NVIDIA / Fuser

A Fusion Code Generator for NVIDIA GPUs (commonly known as "nvFuser")
Other
271 stars 53 forks source link

check vectorization factor of shared memory consumers to avoid illegal vectorization size #3271

Closed liqiangxl closed 3 weeks ago

liqiangxl commented 4 weeks ago

Issue InnerOuter persistent scheduler uses shared memory to store persistent buffers, the data flow is input in gmem ---> async copy to smem --> vectorized load to registers (smem consumers), the --> are simply LoadStoreOp and same vectorization factors of these two copies are used. CI found a case where the shared memory persistent buffers have a data type of fp32 while the inputs are fp16 (when there are view ops, project to inputs is not used). The vectorization factor is set to 8 and caused 32 bytes vectorization when loading from shared memory to registers.

Changes: (1) Added code to handle the vectorization of smem consumers. Add an additional split if smem --> regs copy leads to vectorization larger than 16 bytes. (2) Added a test

Results: Ensure vectorizations are <= 16 bytes.

Following works See issue https://github.com/NVIDIA/Fuser/issues/3272

liqiangxl commented 4 weeks ago

!build

liqiangxl commented 4 weeks ago

!build

liqiangxl commented 3 weeks ago

!build

liqiangxl commented 3 weeks ago

!build

liqiangxl commented 3 weeks ago

!build

liqiangxl commented 3 weeks ago

Revised to ensure the correct axis is used.

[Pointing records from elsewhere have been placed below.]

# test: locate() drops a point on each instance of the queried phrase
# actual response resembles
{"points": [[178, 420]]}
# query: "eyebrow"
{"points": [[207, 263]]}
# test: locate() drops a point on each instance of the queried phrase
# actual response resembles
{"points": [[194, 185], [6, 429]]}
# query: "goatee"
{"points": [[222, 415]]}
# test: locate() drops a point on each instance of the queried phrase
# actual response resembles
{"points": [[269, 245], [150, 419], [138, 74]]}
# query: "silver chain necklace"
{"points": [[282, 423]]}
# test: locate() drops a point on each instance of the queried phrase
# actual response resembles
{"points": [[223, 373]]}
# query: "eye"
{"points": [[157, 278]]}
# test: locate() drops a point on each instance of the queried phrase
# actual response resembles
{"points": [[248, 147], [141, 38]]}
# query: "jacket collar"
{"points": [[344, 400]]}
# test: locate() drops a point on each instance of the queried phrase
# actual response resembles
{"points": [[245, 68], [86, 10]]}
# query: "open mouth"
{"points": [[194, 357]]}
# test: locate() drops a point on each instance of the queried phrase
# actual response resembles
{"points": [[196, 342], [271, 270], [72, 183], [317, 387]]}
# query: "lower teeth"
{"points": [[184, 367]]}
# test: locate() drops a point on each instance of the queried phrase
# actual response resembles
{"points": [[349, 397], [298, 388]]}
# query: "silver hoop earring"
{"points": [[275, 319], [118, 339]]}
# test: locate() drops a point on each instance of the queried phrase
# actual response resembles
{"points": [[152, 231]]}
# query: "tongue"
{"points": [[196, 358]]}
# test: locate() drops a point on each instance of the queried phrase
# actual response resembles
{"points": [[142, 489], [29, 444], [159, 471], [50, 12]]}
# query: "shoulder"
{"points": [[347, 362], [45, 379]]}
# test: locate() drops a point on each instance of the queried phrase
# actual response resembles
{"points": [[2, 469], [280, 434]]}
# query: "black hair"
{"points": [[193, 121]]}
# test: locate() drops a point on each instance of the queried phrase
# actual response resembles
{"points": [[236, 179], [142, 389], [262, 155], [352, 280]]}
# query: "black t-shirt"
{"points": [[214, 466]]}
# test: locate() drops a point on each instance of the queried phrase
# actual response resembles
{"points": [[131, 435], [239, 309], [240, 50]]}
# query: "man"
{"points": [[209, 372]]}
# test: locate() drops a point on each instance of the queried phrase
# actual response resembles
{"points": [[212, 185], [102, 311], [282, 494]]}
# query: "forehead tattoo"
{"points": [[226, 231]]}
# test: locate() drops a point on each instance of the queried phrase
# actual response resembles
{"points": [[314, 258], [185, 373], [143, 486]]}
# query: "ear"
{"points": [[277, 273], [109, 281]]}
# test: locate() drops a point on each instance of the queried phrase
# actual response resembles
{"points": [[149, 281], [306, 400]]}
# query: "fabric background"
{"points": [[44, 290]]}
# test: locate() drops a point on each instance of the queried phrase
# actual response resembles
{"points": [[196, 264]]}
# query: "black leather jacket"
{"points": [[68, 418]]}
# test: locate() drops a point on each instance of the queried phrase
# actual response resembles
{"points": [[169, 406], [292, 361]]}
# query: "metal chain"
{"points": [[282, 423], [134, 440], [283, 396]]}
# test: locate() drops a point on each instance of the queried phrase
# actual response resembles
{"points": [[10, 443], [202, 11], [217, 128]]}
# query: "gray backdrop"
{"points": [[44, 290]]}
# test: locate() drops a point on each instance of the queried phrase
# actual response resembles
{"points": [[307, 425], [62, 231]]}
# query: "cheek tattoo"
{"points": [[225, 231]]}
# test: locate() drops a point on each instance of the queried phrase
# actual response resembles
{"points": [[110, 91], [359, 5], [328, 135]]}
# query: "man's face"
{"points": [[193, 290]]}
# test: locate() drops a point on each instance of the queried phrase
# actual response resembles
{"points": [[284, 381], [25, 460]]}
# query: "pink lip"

    // non-concretized broadcast domains are moved to the innermost before
    // transform propagation, should skip these axes.
    int64_t vect_axis_pos = -1;
    while (tv->axis(vect_axis_pos)->isBroadcast()) {
      vect_axis_pos --;
      NVF_ERROR(
          vect_axis_pos + tv->nDims() >= 0,
          "Out of bound access when visiting dim ",
          vect_axis_pos,
          " in Tv: ",
          tv->toString());
    }
liqiangxl commented 3 weeks ago

!build